Clicking the name of a numeric quantity will direct you to the corresponding histogram. The plot will also include an estimate of the Probability Density Function (PDF) for the quantity, represented as a solid yellow line. More precisely, Lens calculates the PDF by means of a kernel density estimation (KDE) method.

Correlation matrix

Data scientists are often interested in correlations, as these indicate whether it is possible to make predictions. For example, let us assume the score of pupils in a test is highly correlated with the number of hours they studied. Then, given a pupil who has never taken the test, the number of hours he/she spent studying can be used to predict his/her score.

Lens calculates the correlation coefficient of each quantity in the dataset with all the others, and reports back a correlation matrix that summarises this information. For instance, each diagonal entry of this matrix specifies the correlation coefficient of a quantity with itself, which is equal to 1 by definition.

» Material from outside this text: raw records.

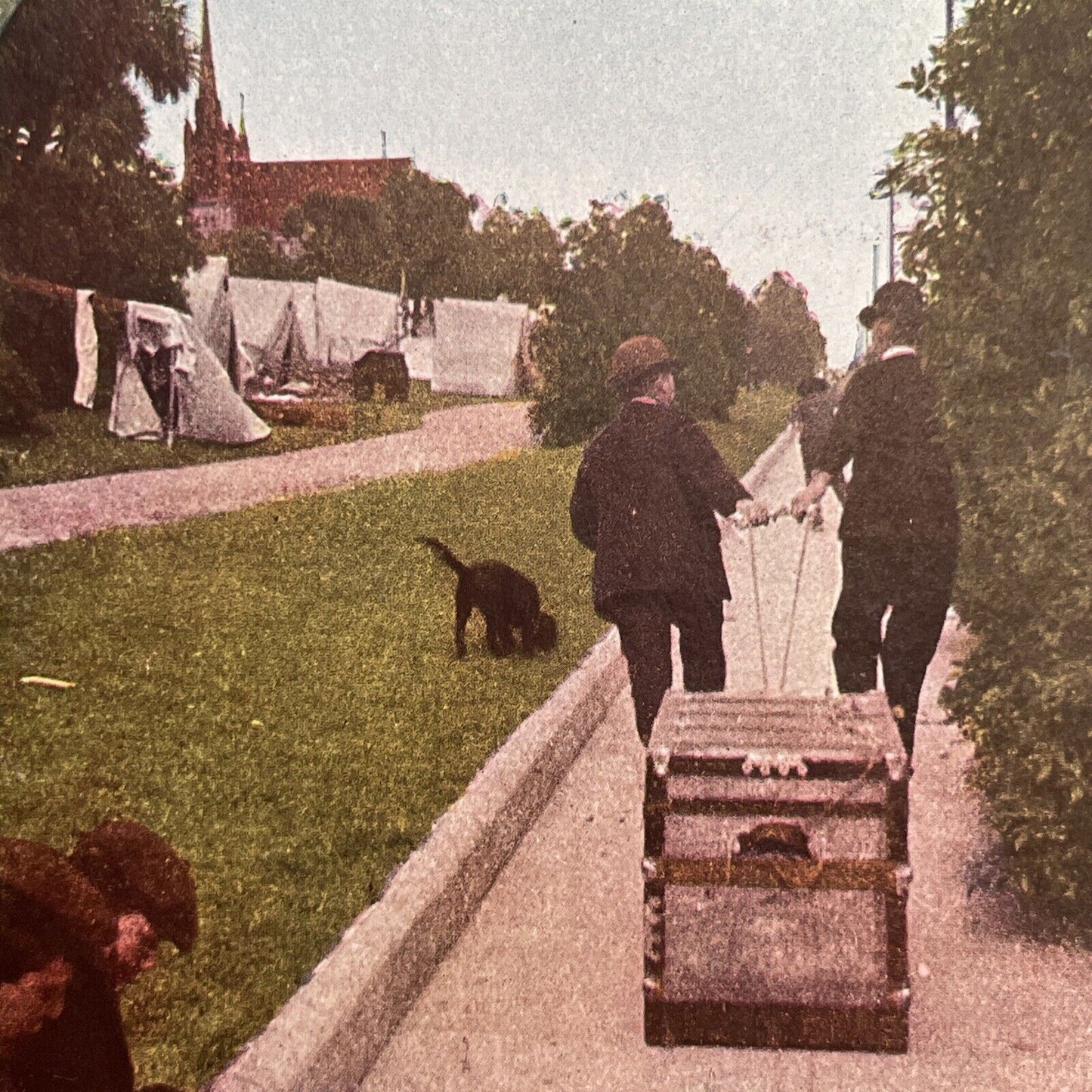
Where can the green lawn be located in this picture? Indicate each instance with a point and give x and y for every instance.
(78, 444)
(275, 690)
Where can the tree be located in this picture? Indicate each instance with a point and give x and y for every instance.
(1005, 247)
(517, 255)
(419, 230)
(61, 61)
(80, 200)
(249, 252)
(628, 275)
(784, 342)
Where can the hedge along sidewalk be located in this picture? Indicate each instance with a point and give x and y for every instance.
(330, 1033)
(31, 515)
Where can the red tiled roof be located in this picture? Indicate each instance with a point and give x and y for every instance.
(262, 193)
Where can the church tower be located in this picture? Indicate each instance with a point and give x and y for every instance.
(212, 149)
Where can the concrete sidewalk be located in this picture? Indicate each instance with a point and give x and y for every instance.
(544, 988)
(447, 439)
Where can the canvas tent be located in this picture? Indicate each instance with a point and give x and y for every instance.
(210, 304)
(353, 320)
(480, 346)
(169, 382)
(275, 326)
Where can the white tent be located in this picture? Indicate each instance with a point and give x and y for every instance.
(210, 302)
(353, 320)
(307, 321)
(419, 354)
(480, 346)
(171, 383)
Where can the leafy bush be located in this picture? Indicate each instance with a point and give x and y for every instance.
(630, 277)
(1006, 248)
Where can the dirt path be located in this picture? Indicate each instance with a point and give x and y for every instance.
(447, 439)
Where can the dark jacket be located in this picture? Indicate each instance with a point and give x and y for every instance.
(902, 483)
(645, 501)
(49, 910)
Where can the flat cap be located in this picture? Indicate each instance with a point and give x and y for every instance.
(640, 356)
(897, 299)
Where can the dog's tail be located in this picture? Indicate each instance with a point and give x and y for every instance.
(444, 554)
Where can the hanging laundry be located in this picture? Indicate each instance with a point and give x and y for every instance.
(86, 350)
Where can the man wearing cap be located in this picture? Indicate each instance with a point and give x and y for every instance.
(900, 525)
(73, 932)
(645, 501)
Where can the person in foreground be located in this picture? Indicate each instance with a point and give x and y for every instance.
(73, 930)
(645, 501)
(900, 525)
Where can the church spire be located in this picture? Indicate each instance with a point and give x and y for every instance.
(208, 112)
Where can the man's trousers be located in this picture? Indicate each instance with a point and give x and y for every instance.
(914, 578)
(645, 626)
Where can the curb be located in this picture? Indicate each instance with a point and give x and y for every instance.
(333, 1029)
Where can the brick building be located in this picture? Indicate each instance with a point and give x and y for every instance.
(227, 189)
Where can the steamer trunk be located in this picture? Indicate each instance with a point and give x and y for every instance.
(775, 874)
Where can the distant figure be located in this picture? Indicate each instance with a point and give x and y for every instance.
(645, 500)
(814, 415)
(900, 527)
(73, 930)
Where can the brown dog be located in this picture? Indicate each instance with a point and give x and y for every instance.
(507, 599)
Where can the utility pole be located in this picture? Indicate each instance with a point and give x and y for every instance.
(891, 236)
(949, 22)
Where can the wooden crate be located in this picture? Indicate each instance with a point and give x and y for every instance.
(775, 874)
(318, 413)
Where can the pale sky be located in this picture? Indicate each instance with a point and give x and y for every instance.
(763, 122)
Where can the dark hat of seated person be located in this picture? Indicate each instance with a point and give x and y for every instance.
(900, 301)
(140, 873)
(639, 357)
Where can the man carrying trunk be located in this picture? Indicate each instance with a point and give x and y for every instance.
(900, 527)
(645, 501)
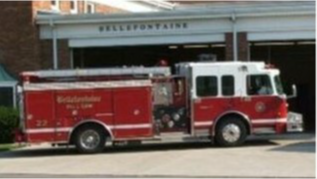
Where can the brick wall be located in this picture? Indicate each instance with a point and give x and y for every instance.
(20, 46)
(17, 36)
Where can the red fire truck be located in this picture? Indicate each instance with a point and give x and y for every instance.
(222, 101)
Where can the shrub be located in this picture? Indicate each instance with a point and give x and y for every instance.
(9, 121)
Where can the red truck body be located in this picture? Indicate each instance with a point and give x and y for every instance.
(84, 107)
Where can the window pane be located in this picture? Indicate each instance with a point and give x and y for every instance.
(72, 5)
(259, 85)
(278, 83)
(227, 85)
(6, 96)
(206, 86)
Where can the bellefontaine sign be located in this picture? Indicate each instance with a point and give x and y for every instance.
(142, 27)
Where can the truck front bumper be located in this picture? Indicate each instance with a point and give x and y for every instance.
(294, 122)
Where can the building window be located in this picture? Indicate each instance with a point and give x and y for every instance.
(227, 85)
(207, 86)
(55, 4)
(73, 6)
(90, 8)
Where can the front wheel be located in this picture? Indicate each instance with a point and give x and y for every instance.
(231, 132)
(90, 140)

More technically, Lens returns the Spearman rank-order correlation coefficient matrix for your dataset.

Pairwise density plot

To better characterise the correlation between two quantities, it is useful to create a scatter plot. The tab Pairwise Density Plot in your Lens report displays, in a sense, all scatter plots that can be generated by examining the quantities in the dataset pairwise. Whenever a quantity is compared with itself, the scatter plot conveys no information, and thus a histogram is displayed instead.

To be accurate, visualisations reported in this page are not scatter plots, but rather 2D Kernel Density Estimates (KDEs). These are approximations of joint Probability Density Functions (PDFs) for pairs of quantities in the dataset.